# Law of Sines

## Theorem

For any triangle $\triangle ABC$:

$\dfrac a {\sin A} = \dfrac b {\sin B} = \dfrac c {\sin C} = 2 R$

where:

$a$, $b$, and $c$ are the sides opposite $A$, $B$ and $C$ respectively
$R$ is the circumradius of $\triangle ABC$.

## Proof 1

Construct the altitude from $B$. From the definition of sine:

$\sin A = \dfrac h c$ and $\sin C = \dfrac h a$

Thus:

$h = c \sin A$

and:

$h = a \sin C$

This gives:

$c \sin A = a \sin C$

So:

$\dfrac a {\sin A} = \dfrac c {\sin C}$

Similarly, constructing the altitude from $A$ gives:

$\dfrac b {\sin B} = \dfrac c {\sin C}$

$\blacksquare$

## Proof 2

Construct the circumcircle of $\triangle ABC$, let $O$ be the circumcenter and $R$ be the circumradius.

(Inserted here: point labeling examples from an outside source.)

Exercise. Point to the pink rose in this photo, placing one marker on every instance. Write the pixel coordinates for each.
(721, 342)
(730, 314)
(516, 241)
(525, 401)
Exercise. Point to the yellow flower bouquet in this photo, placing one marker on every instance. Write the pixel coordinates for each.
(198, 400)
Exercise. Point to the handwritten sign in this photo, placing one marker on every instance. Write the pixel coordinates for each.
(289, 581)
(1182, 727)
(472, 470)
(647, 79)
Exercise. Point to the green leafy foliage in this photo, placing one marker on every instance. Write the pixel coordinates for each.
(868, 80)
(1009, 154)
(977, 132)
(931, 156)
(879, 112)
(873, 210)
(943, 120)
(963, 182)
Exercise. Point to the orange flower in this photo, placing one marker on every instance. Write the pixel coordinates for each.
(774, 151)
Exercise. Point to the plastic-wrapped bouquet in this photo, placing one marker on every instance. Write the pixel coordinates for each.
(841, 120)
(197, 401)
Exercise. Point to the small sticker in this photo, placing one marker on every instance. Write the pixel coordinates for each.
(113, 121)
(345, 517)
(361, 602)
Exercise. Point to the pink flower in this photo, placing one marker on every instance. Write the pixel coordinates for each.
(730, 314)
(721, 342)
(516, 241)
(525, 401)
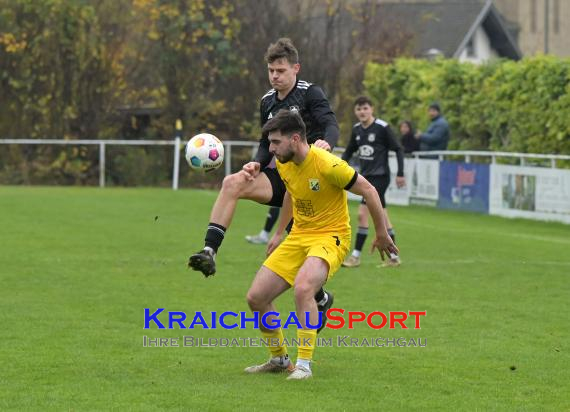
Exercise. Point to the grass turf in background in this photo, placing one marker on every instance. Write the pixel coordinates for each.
(79, 265)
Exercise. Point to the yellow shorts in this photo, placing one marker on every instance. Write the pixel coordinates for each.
(288, 258)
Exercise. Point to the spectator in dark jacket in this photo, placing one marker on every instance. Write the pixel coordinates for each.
(407, 138)
(437, 135)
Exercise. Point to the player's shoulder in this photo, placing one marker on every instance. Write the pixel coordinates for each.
(268, 95)
(381, 122)
(303, 85)
(325, 159)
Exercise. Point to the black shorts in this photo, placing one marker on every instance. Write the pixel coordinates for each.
(381, 184)
(277, 186)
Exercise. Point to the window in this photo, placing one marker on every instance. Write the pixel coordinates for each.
(533, 16)
(470, 48)
(556, 16)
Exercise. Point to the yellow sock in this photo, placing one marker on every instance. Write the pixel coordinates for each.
(275, 341)
(310, 337)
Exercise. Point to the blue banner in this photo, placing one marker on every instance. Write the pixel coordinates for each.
(464, 186)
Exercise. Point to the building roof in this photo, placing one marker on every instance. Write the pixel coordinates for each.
(447, 25)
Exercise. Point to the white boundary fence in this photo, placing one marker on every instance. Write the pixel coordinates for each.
(228, 144)
(177, 143)
(469, 154)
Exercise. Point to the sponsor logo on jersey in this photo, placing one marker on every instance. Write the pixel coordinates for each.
(314, 185)
(366, 151)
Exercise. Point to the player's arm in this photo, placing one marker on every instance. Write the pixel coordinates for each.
(284, 218)
(434, 134)
(350, 148)
(320, 108)
(263, 156)
(396, 147)
(382, 242)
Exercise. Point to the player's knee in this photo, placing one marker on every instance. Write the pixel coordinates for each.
(303, 290)
(254, 300)
(233, 184)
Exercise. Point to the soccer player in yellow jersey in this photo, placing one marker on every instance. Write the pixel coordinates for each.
(316, 181)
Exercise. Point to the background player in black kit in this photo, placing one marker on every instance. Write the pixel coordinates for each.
(373, 139)
(255, 181)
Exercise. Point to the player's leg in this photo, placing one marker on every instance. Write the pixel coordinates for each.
(310, 278)
(266, 286)
(234, 187)
(354, 259)
(263, 236)
(381, 187)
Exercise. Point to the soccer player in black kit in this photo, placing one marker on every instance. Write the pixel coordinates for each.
(373, 139)
(257, 182)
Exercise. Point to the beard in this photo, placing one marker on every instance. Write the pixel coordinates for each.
(285, 157)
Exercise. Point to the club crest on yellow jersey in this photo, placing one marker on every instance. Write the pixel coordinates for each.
(314, 185)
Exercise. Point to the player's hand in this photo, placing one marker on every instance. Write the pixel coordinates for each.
(273, 243)
(385, 245)
(251, 170)
(400, 181)
(322, 144)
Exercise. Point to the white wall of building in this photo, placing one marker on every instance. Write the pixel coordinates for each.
(482, 49)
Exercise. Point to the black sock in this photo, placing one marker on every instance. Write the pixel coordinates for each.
(361, 236)
(392, 234)
(320, 295)
(272, 217)
(214, 236)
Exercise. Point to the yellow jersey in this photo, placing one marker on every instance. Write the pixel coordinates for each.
(317, 188)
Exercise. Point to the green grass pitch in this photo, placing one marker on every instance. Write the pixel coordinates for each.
(79, 265)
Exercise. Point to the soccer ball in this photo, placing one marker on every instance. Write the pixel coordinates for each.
(204, 152)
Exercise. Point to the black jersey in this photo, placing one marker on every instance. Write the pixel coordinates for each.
(373, 144)
(314, 108)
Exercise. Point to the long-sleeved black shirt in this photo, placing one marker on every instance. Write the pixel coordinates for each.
(373, 144)
(314, 108)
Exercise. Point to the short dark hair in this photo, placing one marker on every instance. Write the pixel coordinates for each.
(435, 106)
(362, 100)
(283, 48)
(286, 122)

Construct $\triangle AOB$ and let $E$ be the foot of the altitude of $\triangle AOB$ from $O$. By the Inscribed Angle Theorem:

$\angle ACB = \dfrac {\angle AOB} 2$

From the definition of the circumcenter:

$AO = BO$

From the definition of altitude and the fact that all right angles are congruent:

$\angle AEO = \angle BEO$

Therefore from Pythagoras's Theorem:

$AE = BE$

and then from Triangle Side-Side-Side Equality:

$\angle AOE = \angle BOE$

Thus:

$\angle AOE = \dfrac {\angle AOB} 2$

and so:

$\angle ACB = \angle AOE$

Then by the definition of sine:

$\sin C = \map \sin {\angle AOE} = \dfrac {c / 2} R$

and so:

$\dfrac c {\sin C} = 2 R$

The same argument holds for all three angles in the triangle, and so:

$\dfrac c {\sin C} = \dfrac b {\sin B} = \dfrac a {\sin A} = 2 R$

$\blacksquare$

## Also presented as

Some sources do not include the relation with the circumradius, but instead merely present:

$\dfrac a {\sin A} = \dfrac b {\sin B} = \dfrac c {\sin C}$

## Also known as

This result is also known as the sine law, sine rule or rule of sines.

## Historical Note

The Law of Sines was documented by Nasir al-Din al-Tusi in his work On the Sector Figure, part of his five-volume Kitāb al-Shakl al-Qattā (Book on the Complete Quadrilateral).